Death Makes Strangers of Us All

This collection from The Swan River Press contains ten well-crafted stories by R. B. Russell, better known to many of us as Ray Russell, co-founder of Tartarus Press. The tales here qualify as weird, strange, sometimes ghostly, and occasionally horrific. They are hard to classify in more specific terms, but all offer a perspective on our mortal condition.

The first story, 'Night Porter', concerns a young woman in need of a job who accepts a post at a somewhat dodgy hotel. Marianne is disturbed by a strange client, Miss Fisher, who is in the habit of renting a room for herself and various drunken men. Odd things happen, terrible stains are found, an old man with a hypodermic needle appears briefly. Marianne's position as an apparently innocent observer is somewhat subverted by the ending, which suggests that she is in fact involved in something deeply wrong.

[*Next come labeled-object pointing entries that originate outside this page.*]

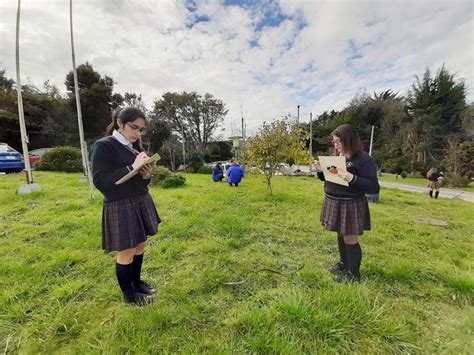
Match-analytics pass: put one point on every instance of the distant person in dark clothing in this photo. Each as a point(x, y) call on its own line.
point(129, 214)
point(345, 209)
point(235, 174)
point(434, 176)
point(217, 173)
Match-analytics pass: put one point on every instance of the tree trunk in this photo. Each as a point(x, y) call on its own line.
point(269, 184)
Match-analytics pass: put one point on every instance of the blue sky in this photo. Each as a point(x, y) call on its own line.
point(262, 58)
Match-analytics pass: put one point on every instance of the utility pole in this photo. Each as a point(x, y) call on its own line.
point(29, 187)
point(311, 139)
point(371, 140)
point(372, 197)
point(184, 147)
point(85, 155)
point(243, 129)
point(298, 129)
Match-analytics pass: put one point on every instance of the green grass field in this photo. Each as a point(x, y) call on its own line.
point(59, 293)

'At the End of the World' is the first-person narrative of a man with a wayward brother called Paul. Paul has led a nomadic and often dangerous life, dabbling in drugs, travelling widely, never staying anywhere for long. Finally his brother finds him living in a old railway carriage, wintering at a bleak seaside town. Paul, it transpires, has had a good reason to keep moving, but has run out of options. A strange force is on his trail, in a story slightly reminiscent of Bradbury's 'The Wind'.

'Brighthelmstone' is one of those stories that taught me a fact - the title is the original name of Brighton. This is a relatively slight tale of a boyhood incident in the resort, and is very evocative of seaside holidays a couple of generations ago. It has a Ruth Rendell twist, in which a terrible event comes almost out of nowhere, and is then finessed into the fabric of the narrator's life.



The title story is an account of a British woman's struggle to make sense of her predicament, which is to wander in a nameless foreign city with no idea how she got there. Katherine Blake may be a ghost - that was my initial guess. The near-deserted city is a slightly Kafkaesque place, however, and the story can be read on more than one level. In the end Katherine's fate remains as mysterious as the world in which she finds herself.

'The Man Who Missed the Party' is a tale of Sixties nostalgia, memory, and loss. A bookshop owner is visited by a strange man who may be a lover from decades earlier. The party in question was a catastrophic affair in Austria, complete with sex, drugs, and a fatal overdose. The mysterious visitor at first seems to offer a kind of closure, but then events take a surreal turn, and in a way the party catches up with the man who missed it.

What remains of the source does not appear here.